Our next question comes from the line of Yi Chen with Aegis Capital. Please proceed with your question. Yi Chen - Aegis Capital: Hi. Thank you for taking my question. My first question is, can you give us some color on the timeframe of the construction of PPV vaccine manufacturing facility and how much it will likely cost?

Sure. So currently we are constructing the PPV plant and we would expect to complete the construction by the end of this year, and we expect the total spending of this facility around RMB60 million, about $10 million. Yi Chen - Aegis Capital: Okay, thanks. My second question is, when do you expect to enter sIPV into clinical trial?

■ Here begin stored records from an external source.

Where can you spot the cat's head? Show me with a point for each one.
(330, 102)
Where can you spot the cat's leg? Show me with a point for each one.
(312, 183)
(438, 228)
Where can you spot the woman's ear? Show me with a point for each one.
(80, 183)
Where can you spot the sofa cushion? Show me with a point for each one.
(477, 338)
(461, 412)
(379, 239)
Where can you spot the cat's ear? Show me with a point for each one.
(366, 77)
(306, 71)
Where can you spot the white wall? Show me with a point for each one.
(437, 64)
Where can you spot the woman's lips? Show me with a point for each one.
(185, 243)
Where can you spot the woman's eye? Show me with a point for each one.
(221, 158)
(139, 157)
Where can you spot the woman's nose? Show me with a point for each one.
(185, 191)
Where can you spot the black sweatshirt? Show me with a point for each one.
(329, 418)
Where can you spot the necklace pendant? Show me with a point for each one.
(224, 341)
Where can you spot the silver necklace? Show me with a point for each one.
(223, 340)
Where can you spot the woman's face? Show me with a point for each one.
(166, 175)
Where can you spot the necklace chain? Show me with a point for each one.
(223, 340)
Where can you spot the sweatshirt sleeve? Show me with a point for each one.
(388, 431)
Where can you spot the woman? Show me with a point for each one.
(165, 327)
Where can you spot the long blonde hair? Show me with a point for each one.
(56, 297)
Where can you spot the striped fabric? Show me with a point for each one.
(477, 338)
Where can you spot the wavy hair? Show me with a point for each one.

So, we would expect to complete the preclinical studies for sIPV with the year for us to be ready to submit a clinical application to the FDA. And we will keep the progress -- we’ll give updates to you. Yi Chen - Aegis Capital: Okay. Thank you.

Thank you.

We have no further questions at this time. I would now like to turn the floor back over to management for closing comments.

Thank you, operator, and we thank you all for participating into the call, and we’re looking forward to speaking to you in the following announcement of our second quarter results. Thank you. Have a good day.

Ladies and gentlemen, this does conclude today's teleconference. You may disconnect your lines at this time. Thank you for your participation and have a wonderful day.